Actual 2025 deployment data reveals the reality. Global humanoid robot shipments reached 13,317 units in 2025. That's a 480% increase year-over-year—sounds impressive. Chinese manufacturers dominated volume—AgiBot alone shipped 5,168 units, while U.S. firms (Tesla, Figure AI, and Agility Robotics) each shipped approximately 150 units. Production scaling and commercial deployment have diverged from capability demonstrations. Chinese vendors have achieved thousand-unit manufacturing scale while Western firms focus on advancing technical capabilities.

Moravec's insight functions as a warning. Don't assume that because a system can draft a contract, summarize a legal brief, or debug a program, it'll also handle vision, robotics, or common-sense interaction with the environment. These aren't neighboring capabilities. They're not even in the same building.

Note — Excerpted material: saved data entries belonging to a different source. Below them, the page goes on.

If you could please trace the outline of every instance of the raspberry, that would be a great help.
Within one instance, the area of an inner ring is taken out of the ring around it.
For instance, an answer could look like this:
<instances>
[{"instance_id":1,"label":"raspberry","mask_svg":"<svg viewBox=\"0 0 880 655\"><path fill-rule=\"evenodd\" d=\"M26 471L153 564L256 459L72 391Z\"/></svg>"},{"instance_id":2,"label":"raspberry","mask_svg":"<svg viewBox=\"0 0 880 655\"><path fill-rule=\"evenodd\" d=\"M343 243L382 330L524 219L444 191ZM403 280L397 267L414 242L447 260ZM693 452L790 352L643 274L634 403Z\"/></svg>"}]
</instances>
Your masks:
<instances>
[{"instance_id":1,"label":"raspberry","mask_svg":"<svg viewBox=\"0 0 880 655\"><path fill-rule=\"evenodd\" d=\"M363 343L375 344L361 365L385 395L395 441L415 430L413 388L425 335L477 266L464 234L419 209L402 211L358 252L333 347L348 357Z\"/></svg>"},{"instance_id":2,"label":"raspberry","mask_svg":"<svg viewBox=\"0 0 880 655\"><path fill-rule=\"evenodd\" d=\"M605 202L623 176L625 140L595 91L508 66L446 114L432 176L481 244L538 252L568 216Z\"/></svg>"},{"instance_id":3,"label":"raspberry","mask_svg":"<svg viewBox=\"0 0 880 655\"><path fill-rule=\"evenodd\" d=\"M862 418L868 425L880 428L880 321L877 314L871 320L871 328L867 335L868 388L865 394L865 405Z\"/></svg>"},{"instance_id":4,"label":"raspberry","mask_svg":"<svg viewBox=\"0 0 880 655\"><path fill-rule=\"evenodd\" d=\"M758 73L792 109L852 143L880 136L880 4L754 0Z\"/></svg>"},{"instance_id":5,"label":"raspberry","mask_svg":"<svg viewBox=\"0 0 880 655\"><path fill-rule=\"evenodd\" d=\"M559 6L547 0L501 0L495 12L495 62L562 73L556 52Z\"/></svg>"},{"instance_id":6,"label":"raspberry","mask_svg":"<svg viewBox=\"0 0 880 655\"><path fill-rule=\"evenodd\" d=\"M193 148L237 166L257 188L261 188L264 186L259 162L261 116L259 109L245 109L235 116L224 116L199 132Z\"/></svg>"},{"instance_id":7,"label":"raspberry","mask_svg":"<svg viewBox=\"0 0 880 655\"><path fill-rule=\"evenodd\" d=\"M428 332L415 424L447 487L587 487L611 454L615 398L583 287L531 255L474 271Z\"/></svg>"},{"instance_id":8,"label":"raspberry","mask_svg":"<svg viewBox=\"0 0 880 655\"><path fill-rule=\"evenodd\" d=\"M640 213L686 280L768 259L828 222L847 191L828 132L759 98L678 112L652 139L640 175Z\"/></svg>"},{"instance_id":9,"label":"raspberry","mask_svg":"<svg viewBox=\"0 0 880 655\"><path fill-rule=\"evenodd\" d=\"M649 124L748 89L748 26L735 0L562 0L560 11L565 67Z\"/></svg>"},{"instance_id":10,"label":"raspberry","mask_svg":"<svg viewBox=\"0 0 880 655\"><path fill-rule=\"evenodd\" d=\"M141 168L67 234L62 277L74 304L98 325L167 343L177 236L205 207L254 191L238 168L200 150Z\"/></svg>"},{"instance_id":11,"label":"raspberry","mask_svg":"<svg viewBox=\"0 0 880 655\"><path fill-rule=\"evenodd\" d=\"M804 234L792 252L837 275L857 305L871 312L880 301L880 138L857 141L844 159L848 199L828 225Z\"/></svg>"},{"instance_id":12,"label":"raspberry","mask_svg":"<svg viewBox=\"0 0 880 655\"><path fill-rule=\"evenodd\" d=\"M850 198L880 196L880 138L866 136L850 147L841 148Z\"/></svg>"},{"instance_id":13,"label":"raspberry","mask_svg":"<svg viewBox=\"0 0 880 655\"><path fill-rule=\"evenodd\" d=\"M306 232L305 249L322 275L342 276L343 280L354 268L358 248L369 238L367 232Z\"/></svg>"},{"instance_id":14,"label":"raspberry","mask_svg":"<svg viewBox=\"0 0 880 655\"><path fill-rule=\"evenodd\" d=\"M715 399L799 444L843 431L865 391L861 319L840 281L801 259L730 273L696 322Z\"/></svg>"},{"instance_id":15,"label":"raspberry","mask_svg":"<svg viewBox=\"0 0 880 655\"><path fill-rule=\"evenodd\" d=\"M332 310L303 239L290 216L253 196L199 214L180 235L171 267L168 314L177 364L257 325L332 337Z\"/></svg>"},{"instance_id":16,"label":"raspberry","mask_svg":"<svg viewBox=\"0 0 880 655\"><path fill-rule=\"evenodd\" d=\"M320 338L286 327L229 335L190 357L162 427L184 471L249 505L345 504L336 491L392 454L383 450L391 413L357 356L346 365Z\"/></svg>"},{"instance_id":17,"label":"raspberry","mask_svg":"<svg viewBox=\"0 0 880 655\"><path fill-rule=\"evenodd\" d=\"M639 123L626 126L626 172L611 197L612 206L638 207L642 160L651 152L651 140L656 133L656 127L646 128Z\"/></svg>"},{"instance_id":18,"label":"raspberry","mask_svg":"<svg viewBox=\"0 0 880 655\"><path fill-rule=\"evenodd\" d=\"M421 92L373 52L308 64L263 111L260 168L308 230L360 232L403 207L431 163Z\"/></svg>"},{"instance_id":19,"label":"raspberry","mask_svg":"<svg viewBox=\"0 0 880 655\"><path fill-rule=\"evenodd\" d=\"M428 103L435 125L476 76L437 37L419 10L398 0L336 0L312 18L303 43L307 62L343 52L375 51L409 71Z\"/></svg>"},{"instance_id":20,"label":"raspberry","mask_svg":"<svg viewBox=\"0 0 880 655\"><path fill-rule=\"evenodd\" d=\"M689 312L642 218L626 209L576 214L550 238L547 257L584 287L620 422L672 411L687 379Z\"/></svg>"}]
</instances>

They occupy entirely different technical regimes. A brilliant chess player doesn't automatically know how to ride a bicycle. The same principle applies to AI. Though the gap is narrowing faster than many predicted.

The Strategic Reality

This isn't an emergent consciousness. It's a powerful and complex tool.

A tool requires maintenance, boundary conditions, and realistic expectations. No one gets angry at a hammer when it can't solve a calculus problem. But an autonomous agent? When you treat a tool as a person, you inherit failure modes that were never designed for.

Clear thinking about intelligence is the first and most important safety system.

Success depends on understanding the difference between a simulation of thought and the act of thinking. That distinction guides every decision.